When visitors enter “Cute,” they will see 18 images of cats—all generated by artificial intelligence—that possess scientifically adorable traits like large heads and eyes. “They get less cute, though, the more you look at them and notice that there is something not quite right about the light shining in their eyes, and that some of them have the wrong number of feet,” writes the New York Times’ Rosa Lyster. “The creepiest kitten had pupils like a crocodile, long and narrow, and horrifying, waist-length hair.”

Ginger cat
Ginger Cat, Louis Wain, 1931 Bethlem Museum of the Mind

Next, the exhibition moves to the cultural history of cute around the world. Per the Observer, much of our “sparkly, rainbow vocabulary of cuteness” comes from the aesthetic called kawaii, the Japanese word for “cute.” Taking off in Japan around the late 1960s, kawaii culture incorporates traits of “shyness, embarrassment, vulnerability, darlingness and lovability,” as the Conversation’s Hui-Ying Kerr wrote in 2016. The aesthetic can be found in a number of consumer products in the decades that followed.

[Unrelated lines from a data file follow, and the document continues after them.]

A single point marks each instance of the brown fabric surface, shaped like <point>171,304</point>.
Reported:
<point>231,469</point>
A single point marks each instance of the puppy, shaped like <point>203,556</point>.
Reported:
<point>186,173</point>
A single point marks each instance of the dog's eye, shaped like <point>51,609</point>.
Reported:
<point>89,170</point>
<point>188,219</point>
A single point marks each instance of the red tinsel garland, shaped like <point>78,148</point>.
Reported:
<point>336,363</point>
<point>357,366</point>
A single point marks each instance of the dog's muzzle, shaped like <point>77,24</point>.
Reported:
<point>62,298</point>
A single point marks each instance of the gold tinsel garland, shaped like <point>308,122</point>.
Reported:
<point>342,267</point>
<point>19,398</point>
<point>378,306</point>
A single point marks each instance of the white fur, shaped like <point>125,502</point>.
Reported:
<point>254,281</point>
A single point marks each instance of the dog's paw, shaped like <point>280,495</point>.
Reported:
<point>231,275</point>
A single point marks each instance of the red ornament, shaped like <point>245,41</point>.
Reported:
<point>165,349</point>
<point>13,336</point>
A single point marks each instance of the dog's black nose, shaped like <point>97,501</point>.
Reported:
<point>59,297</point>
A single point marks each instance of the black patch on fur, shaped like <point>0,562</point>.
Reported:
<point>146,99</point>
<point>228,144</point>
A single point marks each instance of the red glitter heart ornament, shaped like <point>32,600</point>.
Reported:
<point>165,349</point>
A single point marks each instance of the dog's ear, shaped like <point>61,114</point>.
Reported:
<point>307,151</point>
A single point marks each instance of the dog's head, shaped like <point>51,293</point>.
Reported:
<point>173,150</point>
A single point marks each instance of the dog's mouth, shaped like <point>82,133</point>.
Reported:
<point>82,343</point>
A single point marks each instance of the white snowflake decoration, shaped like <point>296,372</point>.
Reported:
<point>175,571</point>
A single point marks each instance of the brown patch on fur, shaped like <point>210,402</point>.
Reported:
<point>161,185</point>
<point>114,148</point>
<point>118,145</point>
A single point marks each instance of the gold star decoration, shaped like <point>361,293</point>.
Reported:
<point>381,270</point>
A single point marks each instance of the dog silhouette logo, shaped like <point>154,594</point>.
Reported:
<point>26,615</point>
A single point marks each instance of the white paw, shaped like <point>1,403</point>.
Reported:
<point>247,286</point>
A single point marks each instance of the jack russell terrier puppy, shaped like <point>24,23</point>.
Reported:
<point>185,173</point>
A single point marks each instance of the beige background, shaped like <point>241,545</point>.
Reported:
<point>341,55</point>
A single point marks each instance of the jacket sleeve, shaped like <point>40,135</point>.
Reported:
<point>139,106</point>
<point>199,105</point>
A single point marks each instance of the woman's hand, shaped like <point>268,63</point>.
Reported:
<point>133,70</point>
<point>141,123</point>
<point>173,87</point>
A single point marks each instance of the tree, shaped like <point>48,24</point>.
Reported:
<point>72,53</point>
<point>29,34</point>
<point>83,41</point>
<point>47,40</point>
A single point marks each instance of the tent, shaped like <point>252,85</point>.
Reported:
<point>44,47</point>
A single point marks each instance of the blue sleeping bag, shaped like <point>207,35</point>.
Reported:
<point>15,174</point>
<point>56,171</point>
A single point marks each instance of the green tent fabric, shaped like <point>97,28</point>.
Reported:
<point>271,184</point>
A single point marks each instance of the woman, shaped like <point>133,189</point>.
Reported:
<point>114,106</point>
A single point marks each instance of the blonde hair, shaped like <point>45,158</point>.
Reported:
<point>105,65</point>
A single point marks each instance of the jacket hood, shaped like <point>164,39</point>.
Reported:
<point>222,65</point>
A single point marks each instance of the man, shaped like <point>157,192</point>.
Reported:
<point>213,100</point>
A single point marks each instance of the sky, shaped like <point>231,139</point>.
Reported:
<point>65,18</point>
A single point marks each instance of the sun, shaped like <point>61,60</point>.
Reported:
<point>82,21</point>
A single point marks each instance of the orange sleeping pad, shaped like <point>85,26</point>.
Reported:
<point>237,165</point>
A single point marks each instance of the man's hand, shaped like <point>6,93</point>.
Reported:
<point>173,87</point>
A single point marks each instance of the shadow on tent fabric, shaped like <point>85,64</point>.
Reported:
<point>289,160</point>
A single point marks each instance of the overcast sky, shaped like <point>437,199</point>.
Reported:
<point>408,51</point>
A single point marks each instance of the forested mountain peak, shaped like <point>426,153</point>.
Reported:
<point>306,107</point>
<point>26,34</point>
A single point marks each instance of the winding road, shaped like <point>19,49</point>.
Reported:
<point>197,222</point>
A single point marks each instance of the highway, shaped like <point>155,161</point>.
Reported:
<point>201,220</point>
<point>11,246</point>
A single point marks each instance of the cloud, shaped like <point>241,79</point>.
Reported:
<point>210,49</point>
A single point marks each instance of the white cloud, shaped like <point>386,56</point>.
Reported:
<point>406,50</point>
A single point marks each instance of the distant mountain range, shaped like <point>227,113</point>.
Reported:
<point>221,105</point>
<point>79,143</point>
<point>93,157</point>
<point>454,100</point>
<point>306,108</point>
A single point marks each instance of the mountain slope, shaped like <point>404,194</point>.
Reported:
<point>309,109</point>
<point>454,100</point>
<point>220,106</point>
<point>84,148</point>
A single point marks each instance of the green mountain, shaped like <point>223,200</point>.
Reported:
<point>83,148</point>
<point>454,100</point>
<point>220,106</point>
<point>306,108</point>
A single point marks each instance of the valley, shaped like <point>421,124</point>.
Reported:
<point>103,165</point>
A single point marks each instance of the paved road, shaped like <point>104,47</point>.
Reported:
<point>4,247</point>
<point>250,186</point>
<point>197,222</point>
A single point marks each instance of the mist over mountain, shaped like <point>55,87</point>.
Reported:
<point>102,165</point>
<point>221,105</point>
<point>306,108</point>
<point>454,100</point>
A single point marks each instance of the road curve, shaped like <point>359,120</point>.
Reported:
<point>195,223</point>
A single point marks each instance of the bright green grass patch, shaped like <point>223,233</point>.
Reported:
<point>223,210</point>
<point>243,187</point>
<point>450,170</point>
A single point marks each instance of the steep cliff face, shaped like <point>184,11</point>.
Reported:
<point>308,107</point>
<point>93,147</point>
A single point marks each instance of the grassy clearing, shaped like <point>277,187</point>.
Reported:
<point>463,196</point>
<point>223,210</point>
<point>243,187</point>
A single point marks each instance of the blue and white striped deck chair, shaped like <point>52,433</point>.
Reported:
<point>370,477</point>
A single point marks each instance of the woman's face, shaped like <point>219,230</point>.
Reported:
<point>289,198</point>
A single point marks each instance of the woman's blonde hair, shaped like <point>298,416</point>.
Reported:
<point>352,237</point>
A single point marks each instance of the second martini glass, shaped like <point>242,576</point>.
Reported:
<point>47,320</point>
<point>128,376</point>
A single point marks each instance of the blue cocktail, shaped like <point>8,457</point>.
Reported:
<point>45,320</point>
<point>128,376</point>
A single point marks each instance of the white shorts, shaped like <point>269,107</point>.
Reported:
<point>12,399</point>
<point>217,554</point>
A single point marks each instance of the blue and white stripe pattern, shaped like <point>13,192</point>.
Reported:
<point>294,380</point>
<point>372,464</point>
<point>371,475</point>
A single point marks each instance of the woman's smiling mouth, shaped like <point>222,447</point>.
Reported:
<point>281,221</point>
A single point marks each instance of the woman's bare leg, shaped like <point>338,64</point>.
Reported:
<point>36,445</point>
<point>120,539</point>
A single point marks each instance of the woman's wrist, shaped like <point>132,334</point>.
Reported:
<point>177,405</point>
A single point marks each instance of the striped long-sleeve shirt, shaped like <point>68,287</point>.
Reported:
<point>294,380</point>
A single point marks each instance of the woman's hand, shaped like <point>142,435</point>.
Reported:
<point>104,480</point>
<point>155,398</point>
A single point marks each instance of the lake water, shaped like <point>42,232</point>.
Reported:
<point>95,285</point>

Among those products is what the Times calls the “celebrated 50-year-old ur-kitten”: Hello Kitty. The character was created in 1974 by the Japanese company Sanrio (which sponsored the exhibition) and gained popularity in the ’90s long before cat memes flooded the internet.

The show includes pop culture phenomena—such as music, fashion, toys, video games and social media—alongside contemporary works and new commissions by more than 50 artists. Many of these items are divided into five thematic sections: “Cry Baby,” “Play Together,” “Monstrous Other,” “Sugar-Coated Pill” and “Hypersonic.”

“Cute is undeniably the most prominent aesthetic of our times. Yet it has only now begun to be taken seriously,” says Catterall in a statement from Somerset House. “As it saturates our digitally mediated age, cuteness feeds and compels us in ways that suggest there is so much more to it than its adorable and seemingly harmless exterior might imply.”

“Sugar-Coated Pill,” for example, focuses on how cuteness has been used to “soften the unpalatable,” from “far-right extremists to big pharma.” Advertisers in many industries have successfully co-opted cuteness to make products more desirable. “Cuteness reduces price sensitivity, which makes us happier to hand over money,” writes the Observer. “Research also suggests that when companies transgress, having a cute mascot makes consumers want to protect them. The brands themselves are seen as ‘malleable,’ or in the process of growing and learning.”

“Cute” also features immersive rooms and displays, such as a games arcade that examines how the culture of cute has influenced independent video games. Another installation is set up to mimic a teen sleepover, celebrating and affirming the idea of girlishness, per the Guardian’s Oliver Wainwright.

The power of cuteness “lies not only in its ability to challenge the norm, but to transform it,” says Catterall in the statement. “I hope this exhibition will delight and surprise in equal measure—rather like cuteness itself—and show that cute may not only help us to process an increasingly overwhelming and complicated world but might also have the radical potential to change our way of being.”

Cute” is on view at Somerset House in London through April 14.